Kulik hadn't won a major international competition since the European title in 1995 and said it was a matter of maturing.
"I'm gaining more confidence in my free program. As you saw last season, it was always a big struggle for me," Kulik, 20, said. Little things don't rattle me like they used to."
Coming back from a dislocated shoulder that contributed to a fourth-place finish at the Champions Series competition at Paris last month, American Todd Eldredge's only error was a double loop right in front of the judges. He came back with a triple axel and then a double, hitting seven triples overall. He finished third.
"It's the best I've skated so far this year," Eldredge said. "It's good to be healthy and not dealing with injuries anymore."

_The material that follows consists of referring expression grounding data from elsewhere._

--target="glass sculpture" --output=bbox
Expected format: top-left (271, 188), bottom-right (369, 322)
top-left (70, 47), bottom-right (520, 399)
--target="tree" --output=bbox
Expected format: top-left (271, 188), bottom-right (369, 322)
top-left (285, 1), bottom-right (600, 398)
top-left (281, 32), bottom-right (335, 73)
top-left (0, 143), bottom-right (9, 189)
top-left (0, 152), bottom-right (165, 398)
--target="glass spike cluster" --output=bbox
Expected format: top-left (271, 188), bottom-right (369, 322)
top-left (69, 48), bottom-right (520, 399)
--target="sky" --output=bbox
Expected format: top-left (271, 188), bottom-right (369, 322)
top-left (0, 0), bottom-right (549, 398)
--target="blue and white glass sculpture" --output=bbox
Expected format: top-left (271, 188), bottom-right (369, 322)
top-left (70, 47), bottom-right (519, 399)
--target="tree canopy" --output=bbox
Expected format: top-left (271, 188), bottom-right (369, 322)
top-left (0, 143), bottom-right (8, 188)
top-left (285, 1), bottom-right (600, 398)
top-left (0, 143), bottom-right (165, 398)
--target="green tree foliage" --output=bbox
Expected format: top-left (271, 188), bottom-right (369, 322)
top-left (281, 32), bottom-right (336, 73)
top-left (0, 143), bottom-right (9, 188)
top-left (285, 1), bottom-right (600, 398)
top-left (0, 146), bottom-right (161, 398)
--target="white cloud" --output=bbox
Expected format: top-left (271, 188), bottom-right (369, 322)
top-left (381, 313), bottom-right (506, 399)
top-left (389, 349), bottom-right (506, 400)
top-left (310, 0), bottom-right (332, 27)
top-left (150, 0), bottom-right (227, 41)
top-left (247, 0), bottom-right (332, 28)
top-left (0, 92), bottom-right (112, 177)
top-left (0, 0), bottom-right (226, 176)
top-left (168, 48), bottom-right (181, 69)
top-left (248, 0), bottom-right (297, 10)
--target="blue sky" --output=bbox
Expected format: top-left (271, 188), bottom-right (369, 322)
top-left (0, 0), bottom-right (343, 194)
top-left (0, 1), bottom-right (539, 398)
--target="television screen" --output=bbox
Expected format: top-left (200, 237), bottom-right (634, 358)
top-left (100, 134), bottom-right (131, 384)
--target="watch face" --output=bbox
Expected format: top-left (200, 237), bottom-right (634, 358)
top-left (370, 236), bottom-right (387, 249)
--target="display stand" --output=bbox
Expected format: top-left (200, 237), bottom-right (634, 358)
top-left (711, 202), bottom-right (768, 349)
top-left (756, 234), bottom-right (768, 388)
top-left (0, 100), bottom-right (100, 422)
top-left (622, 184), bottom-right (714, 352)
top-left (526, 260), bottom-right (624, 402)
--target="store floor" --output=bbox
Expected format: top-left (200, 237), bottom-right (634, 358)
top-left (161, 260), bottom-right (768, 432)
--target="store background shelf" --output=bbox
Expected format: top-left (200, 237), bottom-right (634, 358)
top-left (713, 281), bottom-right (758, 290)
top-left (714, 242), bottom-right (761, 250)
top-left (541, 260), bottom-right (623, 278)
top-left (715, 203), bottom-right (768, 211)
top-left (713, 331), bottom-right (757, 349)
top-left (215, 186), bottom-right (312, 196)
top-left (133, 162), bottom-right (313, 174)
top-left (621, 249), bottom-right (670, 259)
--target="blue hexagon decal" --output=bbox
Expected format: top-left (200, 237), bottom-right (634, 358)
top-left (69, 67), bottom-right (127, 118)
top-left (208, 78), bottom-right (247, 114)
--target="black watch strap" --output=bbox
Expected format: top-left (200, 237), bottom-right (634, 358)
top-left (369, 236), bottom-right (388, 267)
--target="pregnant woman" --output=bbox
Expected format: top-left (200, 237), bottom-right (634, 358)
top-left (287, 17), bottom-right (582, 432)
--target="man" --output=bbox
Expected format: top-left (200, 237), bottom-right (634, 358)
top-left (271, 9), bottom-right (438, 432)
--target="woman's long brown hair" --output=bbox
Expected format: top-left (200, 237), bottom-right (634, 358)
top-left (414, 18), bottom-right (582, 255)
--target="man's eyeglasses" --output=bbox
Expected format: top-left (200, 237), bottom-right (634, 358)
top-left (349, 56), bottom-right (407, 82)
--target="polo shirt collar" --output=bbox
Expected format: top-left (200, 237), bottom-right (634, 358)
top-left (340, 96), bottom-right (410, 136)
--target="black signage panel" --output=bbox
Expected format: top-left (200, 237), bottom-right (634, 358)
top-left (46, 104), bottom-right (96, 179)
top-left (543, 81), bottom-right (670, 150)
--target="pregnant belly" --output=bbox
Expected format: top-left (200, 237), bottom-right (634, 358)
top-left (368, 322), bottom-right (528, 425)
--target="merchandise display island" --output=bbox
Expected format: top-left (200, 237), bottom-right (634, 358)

None of the men jumped higher than Russian Alexei Yagudin, who hit a quad toe and eight more triples. Last going into the long program after a disastrous short program, he finished fourth.
Russians Elena Berezhnaya and Anton Sikharulidze won the pairs title, beating world champions Mandy Woetzel and Ingo Steuer. Steuer's bruised right arm obviously gave him trouble throughout the program.
Woetzel landed unsteadily on their twisting throw, the move that tests her partner's injury most, and none of the tosses was quite as far, or the lifts quite as long. Russia's Oksana Kazakova and Artur Dmitriev finished third.
Oksana Grishuk and Evgeny Platov received four perfect 6.0s for their free dance, a slow-building program set to a requiem, to win the ice dance competition.